Quick skim of the patch turned up a few questions/issues:

A) I see you changed cache.inc. Seems like we're going to need a corresponding change for memcache's cache.inc for this to work on d.o, right?

B) It seems weird that drupal_get_session() on an undefined variable returns FALSE not NULL. Makes it harder to distinguish undefined from defined as FALSE.

C) Since the patch contains no context for what functions each hunk belongs to, it's hard to tell what the hunk in openid.module is for. A comment there would help.

D) Direct references to "Pressflow" in the comments should probably be removed. ;)

E) A fair number of the function comments don't start with 1 line summaries.

F) "If the client send a session cookie" s/send/sent/

G) It's not immediately obvious why inside drupal_set_message() we have to test for and conditionally use drupal_set_session(). When would drupal_set_message() ever be called when drupal_set_session() doesn't exist? If there are cases where drupal_set_session() might not exist, that could use a comment in the code explaining it. If drupal_set_session() always exists, we should just use it.

H) The interaction of drupal_session_start() and drupal_session_is_started() seems slightly clumsy. Not sure how to make it any better, but something about it doesn't sit well.

I) "Sun, 19 Nov 1978 05:00:00 GMT" has special significance for the Drupal project. ;) Is there some technical reason you changed it to "Sun, 11 Mar 1984 12:00:00 GMT", or is that someone else's birthday?

J) All contribs running on d.o need to use drupal_set_session() instead of directly touching $_SESSION, right? That's sort of a pain. I guess if we already assume a logged in user, we can assume drupal_session_start() was already called and can touch $_SESSION directly. So, we just have to audit every occurrence of $_SESSION on d.o that could be hit via an anonymous user, right? Still ugh...

K) It's not clear why the API and default behavior of page_get_cache() changes with this patch. The comment explains the new API, and mentions "Default of TRUE added to maximize Drupal 5 compatibility", but this is D6 we're patching, not D5. We should match D6 more closely, not D5.

There's probably a lot more -- I'm not doing a super-careful review here, but just some initial thoughts on reading the patch. Haven't tried applying it, and certainly haven't tried testing any of this.

Damien Tournoud’s picture

Naranyan should have mention that this is mostly a back-port of the work that was done for Drupal 7, especially #147310: Implement better cache headers for reverse proxies and #201122: Drupal should support disabling anonymous sessions.

Some more improvements should be discussed and go in first in D7 (for example, as far as I understand this right, the LOGGED_IN cookie is really not necessary, so are CACHE: hit and CACHE: miss ones).
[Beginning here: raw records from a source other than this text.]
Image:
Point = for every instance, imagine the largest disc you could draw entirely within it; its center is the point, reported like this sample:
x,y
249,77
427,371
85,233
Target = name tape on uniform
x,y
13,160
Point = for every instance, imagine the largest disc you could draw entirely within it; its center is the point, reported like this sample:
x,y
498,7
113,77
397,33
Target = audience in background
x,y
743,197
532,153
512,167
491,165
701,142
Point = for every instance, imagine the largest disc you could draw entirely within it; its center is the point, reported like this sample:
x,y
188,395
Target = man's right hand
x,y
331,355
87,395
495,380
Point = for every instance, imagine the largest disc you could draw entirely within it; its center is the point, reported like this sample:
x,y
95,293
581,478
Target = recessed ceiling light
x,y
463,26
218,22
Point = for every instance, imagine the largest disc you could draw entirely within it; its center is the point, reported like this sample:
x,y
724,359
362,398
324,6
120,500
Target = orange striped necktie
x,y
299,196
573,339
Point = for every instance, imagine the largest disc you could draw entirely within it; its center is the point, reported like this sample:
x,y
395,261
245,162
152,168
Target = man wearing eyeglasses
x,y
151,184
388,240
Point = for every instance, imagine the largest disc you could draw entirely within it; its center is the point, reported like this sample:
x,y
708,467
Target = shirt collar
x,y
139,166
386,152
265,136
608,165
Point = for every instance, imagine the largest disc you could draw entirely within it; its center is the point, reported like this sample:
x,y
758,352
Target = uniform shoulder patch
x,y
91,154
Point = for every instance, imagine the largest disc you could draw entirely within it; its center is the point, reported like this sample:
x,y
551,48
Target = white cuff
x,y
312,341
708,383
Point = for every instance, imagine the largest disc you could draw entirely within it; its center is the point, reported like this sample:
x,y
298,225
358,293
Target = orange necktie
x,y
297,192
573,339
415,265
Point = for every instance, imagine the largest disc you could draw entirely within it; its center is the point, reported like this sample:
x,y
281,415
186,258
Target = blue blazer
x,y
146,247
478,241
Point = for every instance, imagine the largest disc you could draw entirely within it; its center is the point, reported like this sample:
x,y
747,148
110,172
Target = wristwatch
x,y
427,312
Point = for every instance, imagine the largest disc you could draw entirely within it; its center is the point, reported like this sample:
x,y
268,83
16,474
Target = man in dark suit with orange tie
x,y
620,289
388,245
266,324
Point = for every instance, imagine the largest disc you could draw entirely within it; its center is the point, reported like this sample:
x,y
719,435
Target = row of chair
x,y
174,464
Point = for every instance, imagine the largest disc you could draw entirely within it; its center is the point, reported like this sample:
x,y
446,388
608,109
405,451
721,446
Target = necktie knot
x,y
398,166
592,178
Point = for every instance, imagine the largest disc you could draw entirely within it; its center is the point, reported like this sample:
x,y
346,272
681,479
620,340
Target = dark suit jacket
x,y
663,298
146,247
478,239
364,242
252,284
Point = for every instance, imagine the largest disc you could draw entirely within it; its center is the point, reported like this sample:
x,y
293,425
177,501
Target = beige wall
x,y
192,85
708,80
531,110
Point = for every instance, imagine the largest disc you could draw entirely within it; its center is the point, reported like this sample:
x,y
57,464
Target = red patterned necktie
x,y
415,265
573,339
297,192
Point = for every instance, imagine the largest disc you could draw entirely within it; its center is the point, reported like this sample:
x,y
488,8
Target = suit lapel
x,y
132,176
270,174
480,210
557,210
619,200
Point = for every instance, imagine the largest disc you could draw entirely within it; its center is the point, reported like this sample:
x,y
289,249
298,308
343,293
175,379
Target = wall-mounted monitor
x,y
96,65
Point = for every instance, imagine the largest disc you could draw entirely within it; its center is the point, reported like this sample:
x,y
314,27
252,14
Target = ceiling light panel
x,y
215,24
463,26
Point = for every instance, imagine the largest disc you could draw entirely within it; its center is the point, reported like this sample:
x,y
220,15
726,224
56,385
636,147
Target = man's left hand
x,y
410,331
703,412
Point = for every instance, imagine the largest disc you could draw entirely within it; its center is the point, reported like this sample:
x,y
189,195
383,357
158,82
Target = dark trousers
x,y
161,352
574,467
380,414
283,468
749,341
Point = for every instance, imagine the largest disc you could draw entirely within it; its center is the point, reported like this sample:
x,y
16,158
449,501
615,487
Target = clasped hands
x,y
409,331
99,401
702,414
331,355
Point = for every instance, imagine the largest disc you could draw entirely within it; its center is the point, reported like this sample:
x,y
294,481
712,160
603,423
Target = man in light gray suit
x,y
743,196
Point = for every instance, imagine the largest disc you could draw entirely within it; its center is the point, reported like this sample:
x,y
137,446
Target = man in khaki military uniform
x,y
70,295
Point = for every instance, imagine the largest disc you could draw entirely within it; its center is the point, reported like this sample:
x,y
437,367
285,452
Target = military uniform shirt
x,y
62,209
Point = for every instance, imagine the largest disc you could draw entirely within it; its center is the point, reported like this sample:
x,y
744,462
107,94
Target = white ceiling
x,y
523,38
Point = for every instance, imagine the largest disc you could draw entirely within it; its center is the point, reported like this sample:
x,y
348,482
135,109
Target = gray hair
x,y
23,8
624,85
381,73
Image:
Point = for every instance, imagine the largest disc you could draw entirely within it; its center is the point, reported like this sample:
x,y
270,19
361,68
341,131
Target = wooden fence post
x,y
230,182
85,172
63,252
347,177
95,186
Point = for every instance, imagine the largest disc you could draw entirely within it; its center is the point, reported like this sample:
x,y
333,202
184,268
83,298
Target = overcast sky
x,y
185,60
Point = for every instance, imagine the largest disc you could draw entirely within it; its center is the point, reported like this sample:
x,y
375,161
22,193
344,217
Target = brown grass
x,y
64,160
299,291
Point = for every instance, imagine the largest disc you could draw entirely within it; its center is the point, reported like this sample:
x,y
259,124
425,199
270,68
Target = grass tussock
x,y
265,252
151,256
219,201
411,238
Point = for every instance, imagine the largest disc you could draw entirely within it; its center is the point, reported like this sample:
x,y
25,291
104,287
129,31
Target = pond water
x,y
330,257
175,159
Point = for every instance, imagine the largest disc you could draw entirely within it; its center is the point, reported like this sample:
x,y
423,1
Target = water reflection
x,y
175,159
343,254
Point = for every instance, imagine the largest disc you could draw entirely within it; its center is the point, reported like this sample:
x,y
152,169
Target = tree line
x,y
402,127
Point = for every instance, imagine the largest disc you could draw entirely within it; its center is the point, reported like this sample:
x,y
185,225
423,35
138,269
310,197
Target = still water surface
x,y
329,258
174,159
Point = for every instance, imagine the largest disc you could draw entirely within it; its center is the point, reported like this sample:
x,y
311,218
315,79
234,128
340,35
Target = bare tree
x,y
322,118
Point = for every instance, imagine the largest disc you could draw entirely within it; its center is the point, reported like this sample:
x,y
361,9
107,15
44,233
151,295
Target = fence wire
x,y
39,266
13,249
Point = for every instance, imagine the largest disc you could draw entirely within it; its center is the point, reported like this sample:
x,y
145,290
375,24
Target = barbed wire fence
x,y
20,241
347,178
For D6, the main issue that remains is that this patch requires modifications in contrib modules that are using $_SESSION to store data for anonymous users, because this data would be lost in drupal_set_session() is not used. I worked on an automatic, lazy-starting of the session, but this will need to be discussed in D7 first, too.

killes@www.drop.org’s picture

While I agree that first getting this into D7 would make sure it can be run without on d.o without an upgrading nightmare, this is in no way certain, ie the code might be broken in suble ways. Historically, d.o has been used to test patches for inclusion into the next Drupal version and I have no objections for reviving this. I'd totally would like to cache node objects fwiw.

However, Derek has addressed multiple issues and we should investigate them before deploying this.

nnewton’s picture

This was originally posted for review after a short discussion in #drupal-infrastructure and my assumption was that this was somewhat similar to the reverse proxy patches I've seen before. However, this patch is much larger and more intrusive than the previous patches I've seen.

David would you mind commenting on what this patch provides us with that the older patch doesn't? I can see some areas where this would be more technically correct, but would like your view on that and dww's issues.

David Strauss’s picture

Most of this patch involves the back-port of lazy session creation for anonymous users. The reverse proxy caching support leverages this functionality by sending "Vary: Cookie" headers. So, instead of the common hack of adding a special "logged in" cookie and configuring non-standard cache behavior, we can rely on the lack of session cookies (and other cookies) to indicate that pages are cacheable.

This is a nearly unchanged backport of the D7 functionality. I had to change a handful of things, but those were the result of other D7 -> D6 differences.

dww’s picture

Thanks for the clarifications. I haven't been following D7 development particularly closely, and had no idea about these other issues. That said, comparing this patch to http://drupal.org/files/issues/sessions_1.patch which is what Dries committed to HEAD:

(A) Is still a concern.

(B) is indeed "broken" in D7 HEAD. I'll open a new issue about that, I guess.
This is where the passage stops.